Para entender e dar reconhecimento histórico a dupla “OBT e da TMC” em relação ao modelo antigo, e sobretudo entender porquê ele está morto, ou pelo menos ultrapassado, vamos resumir um pouco a história de gestão de viagens corporativas, que se confunde, sobretudo com a história da Internet comercial.

1 – Primeira geração – Fim do fax e do telefone e o início da troca de e-mails
Bom, primeiro vamos delinear o início da linha do tempo,   quando a internet se tornou popular lá por volta de 1995.  Nesta época, a “inovação” foi abandonar o fax e o telefone, para fazer cotações e solicitações por e-mail.

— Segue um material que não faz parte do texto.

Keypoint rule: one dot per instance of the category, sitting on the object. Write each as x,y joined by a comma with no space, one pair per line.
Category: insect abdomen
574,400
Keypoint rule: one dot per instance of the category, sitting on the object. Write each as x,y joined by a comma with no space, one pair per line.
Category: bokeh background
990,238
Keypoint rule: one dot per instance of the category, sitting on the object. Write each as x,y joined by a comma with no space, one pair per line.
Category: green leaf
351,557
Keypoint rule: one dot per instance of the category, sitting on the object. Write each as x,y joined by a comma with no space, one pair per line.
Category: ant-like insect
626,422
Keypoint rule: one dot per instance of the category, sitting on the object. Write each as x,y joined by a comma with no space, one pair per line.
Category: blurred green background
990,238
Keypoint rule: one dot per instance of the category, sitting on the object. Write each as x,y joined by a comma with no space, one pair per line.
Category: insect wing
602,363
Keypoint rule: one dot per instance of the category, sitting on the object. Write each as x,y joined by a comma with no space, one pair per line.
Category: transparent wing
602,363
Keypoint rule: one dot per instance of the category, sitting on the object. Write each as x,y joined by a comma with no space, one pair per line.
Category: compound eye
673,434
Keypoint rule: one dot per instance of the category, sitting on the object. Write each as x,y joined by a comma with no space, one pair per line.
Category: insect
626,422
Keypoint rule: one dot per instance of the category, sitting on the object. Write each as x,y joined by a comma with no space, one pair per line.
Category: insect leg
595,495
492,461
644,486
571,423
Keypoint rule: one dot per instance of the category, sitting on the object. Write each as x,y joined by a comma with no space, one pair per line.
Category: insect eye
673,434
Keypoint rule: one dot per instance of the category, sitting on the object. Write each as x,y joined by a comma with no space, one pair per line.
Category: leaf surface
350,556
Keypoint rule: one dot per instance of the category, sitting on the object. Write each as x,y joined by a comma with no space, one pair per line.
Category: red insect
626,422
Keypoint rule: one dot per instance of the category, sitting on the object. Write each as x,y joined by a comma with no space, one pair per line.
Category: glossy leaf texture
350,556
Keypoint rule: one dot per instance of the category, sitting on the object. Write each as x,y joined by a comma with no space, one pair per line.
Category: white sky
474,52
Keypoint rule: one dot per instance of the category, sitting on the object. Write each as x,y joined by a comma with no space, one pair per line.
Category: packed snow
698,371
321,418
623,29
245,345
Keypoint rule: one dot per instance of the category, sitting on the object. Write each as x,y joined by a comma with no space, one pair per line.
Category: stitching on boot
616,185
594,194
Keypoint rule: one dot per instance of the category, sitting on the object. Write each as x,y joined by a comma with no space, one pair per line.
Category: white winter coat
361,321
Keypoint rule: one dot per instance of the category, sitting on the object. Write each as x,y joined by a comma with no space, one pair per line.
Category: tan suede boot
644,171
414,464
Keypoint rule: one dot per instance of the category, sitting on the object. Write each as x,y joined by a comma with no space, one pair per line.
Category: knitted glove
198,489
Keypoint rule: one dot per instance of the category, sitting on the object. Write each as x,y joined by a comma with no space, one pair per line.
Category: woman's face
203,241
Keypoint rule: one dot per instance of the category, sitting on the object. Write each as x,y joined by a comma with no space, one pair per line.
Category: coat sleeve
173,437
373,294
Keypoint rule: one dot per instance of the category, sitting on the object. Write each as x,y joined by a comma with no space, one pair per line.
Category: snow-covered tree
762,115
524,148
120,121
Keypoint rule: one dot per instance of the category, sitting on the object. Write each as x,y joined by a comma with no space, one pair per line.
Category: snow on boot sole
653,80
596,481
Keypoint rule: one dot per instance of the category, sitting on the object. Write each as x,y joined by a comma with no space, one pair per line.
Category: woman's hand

Ajudava o fato que nesta época algumas companhias aéreas e hotéis disponibilizaram o seu inventário “online”, através de sites próprios, onde a empresa já poderia por exemplo ter uma noção dos horários dos vôos.

Esta fase, que matou o telefone e o fax, e começou um processo de troca de e-mails entre agência de viagens e empresas, foi mais ou menos entre os anos 1995  – 2006.

2 – Segunda geração – Início dos OBTs e das TMCs
A “segunda geração” de viagens corporativas que compreende entre os anos de 2005 (o primeiro OBT comercial no Brasil nasceu em 2004) até 2018, foi marcada por plataformas específicas de solicitação de viagens online, o já comentado OBT.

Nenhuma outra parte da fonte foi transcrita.